A fine evening and lots of pizza were had by all.
    The whole world now knows the third family as John and Elizabeth Edwards and their children, Cate and Wade, who died several summers later in a car accident on I-40. In the curious way of the world, I bumped into them again the following weekend at a camp for girls where we were both dropping off our daughters.
    Our camp trips seem now, just as they did then, normal summer activities for families with active young children. No one had any inkling that John Edwards would become first a United States senator and later a candidate for president, or that Elizabeth would remain a private citizen and still become one of the most admired women in America.
    {mosimage}We had absolutely no idea that John Edwards would go on to become yet another poster boy for excruciatingly bad behavior by a well-known politician. 
    I am reading and hearing all the same outrage toward Edwards that everyone in this nation is absorbing these days. There is speculation about when the affair between Edwards and a hired videographer began and how long it lasted. Who knew about it? Edwards has said he told his family but when? Was it before or after his wife of more than three decades and four children, Elizabeth, was diagnosed with a recurrence of cancer, which is now incurable. Is Edwards still in contact with his mistress, and, above all, is he the father of her infant daughter whose birth certificate lists only the mother’s name?
    What about the married Edwards’ staffer who seems to be taking the fall on the paternity issue?
    Some, if not most, of these questions will probably never be answered publicly, and perhaps they should not be since Edwards is no longer an elected official charged with the public trust. Perhaps this entire affair is no more our business than if the situation involved a perfectly ordinary private family down the street.
Do women elected to high office behave this way? Maybe so, but I have never heard about it.
    Some men in high office, however, have made astoundingly bad decisions. 
    Think former Colorado senator and one-time 1988 Presidential frontrunner in Gary Hart. With rumors of womanizing circulating, Hart challenged the national media. “Follow me around. I don’t care. If anybody wants to put a tail on me, go ahead. They’ll be very bored.” 
    They did and they were not.
    An attractive young model was spotted leaving the senator’s apartment, and the two were later photographed aboard a yacht named — of all things, Monkey Business. The frontrunner dropped out of the presidential race. 
    Think President Bill Clinton.
    In a historic second term, with a strong economy and a balanced budget, he took up with a White House intern only slightly older than his own daughter. In a particularly creepy twist on degrees of separation, my favorite Raleigh cousin’s brother had somehow arranged a special tour of the White House for his family during that time. They were viewing the Oval Room one quiet Saturday afternoon when the Secret Service suddenly hustled them out, saying the president had an unexpected meeting. Much later, the investigative Starr report published the White House visitors’ log for that day.
    The only meeting participants that afternoon were the President and the intern.
    Think Elliot Spitzer, New York’s crusading and seemingly fearless prosecutor turned governor, who lost his job and his credibility in Washington’s elegant Mayflower Hotel with a high-dollar call girl.

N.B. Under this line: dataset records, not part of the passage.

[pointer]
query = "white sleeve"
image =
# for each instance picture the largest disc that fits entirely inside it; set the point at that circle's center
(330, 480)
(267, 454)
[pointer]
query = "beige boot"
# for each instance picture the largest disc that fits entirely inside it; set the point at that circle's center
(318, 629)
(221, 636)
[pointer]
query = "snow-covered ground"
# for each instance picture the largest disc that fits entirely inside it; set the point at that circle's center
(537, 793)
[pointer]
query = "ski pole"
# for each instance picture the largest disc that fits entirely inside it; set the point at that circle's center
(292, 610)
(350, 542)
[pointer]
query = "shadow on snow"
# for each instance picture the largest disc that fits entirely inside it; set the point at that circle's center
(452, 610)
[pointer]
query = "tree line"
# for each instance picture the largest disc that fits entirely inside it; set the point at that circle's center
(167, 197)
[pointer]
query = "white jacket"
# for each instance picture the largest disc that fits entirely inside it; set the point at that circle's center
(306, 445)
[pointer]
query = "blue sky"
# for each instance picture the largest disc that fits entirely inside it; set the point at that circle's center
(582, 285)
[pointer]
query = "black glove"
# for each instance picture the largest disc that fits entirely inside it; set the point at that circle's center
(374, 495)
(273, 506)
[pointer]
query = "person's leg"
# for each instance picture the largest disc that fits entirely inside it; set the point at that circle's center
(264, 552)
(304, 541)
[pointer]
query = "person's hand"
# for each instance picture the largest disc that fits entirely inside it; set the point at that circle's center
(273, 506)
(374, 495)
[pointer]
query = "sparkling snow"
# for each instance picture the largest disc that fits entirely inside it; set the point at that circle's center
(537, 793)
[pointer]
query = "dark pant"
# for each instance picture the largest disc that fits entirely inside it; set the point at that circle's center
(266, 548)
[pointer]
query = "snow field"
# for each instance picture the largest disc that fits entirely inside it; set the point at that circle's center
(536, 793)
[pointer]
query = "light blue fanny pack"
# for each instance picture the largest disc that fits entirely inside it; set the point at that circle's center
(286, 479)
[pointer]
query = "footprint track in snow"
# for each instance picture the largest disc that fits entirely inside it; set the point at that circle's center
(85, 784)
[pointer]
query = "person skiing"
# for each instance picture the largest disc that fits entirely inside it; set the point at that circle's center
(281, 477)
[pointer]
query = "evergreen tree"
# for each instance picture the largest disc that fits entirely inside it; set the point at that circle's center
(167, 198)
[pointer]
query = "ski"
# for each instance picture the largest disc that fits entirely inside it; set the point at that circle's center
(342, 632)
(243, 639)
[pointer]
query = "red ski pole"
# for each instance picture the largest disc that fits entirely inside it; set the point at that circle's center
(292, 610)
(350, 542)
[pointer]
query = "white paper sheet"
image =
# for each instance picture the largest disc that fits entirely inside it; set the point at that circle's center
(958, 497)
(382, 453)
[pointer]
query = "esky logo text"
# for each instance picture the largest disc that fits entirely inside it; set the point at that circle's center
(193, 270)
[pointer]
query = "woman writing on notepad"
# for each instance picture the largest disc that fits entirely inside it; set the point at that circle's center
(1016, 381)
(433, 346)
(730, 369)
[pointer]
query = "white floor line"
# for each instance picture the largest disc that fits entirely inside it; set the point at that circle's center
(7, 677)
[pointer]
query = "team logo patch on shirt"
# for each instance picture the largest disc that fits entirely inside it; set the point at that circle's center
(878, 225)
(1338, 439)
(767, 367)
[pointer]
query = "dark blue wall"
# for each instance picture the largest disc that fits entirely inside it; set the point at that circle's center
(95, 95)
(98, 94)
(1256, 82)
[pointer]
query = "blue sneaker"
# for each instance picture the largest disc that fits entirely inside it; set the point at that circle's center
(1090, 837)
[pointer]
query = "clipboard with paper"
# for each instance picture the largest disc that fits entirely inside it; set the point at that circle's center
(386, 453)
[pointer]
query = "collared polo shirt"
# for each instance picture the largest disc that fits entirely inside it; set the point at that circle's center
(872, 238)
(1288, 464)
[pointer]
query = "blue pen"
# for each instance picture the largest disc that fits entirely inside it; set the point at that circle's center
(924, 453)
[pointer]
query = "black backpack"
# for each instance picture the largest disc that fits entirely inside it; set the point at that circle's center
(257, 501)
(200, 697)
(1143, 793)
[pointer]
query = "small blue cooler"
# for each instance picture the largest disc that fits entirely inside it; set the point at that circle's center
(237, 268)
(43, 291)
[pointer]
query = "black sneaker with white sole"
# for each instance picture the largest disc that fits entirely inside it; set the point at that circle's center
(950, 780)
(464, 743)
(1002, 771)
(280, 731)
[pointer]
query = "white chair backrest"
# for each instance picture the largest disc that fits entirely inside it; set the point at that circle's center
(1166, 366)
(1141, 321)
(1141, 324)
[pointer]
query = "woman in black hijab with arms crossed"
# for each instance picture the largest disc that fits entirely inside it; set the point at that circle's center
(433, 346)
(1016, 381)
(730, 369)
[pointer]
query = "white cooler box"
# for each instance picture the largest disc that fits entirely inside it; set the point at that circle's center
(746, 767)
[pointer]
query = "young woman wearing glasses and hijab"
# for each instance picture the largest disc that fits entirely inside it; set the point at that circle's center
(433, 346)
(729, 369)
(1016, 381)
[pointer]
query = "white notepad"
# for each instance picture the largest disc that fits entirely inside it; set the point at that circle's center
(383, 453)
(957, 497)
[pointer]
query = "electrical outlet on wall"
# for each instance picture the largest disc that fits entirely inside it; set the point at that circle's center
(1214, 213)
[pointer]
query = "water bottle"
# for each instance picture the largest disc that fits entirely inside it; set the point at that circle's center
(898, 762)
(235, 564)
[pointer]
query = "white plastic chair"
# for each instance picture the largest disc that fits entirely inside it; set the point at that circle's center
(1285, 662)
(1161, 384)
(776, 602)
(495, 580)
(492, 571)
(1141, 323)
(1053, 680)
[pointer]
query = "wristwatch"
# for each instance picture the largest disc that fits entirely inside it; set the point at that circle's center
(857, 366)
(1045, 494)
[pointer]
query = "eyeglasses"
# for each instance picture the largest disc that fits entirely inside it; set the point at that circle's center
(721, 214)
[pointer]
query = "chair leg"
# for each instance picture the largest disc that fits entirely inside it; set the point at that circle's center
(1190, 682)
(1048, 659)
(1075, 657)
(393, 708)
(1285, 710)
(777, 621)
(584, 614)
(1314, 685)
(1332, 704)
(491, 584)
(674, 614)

    And now we have our own John Edwards whose story of betrayal and deception is still unfolding and whose family and loyal political supporters feel angry, disappointed, and deeply betrayed.
    What were these men thinking? 
    Each of them is clearly talented and each clearly wanted to use his intellectual gifts and political skills for the betterment of our nation.
    Was what brought them down arrogance, a feeling that they were so special they could behave in ways the rest of us cannot? Did they believe they were so vastly different from the people they served? Was it what we call in our family, “high self esteem?”
    Countless lessons wait in all of these sad and tawdry tales, but one stands out to me. 
    None of us — wife or husband, mother or father, daughter or son, colleague or confidante - can ever truly know another’s heart.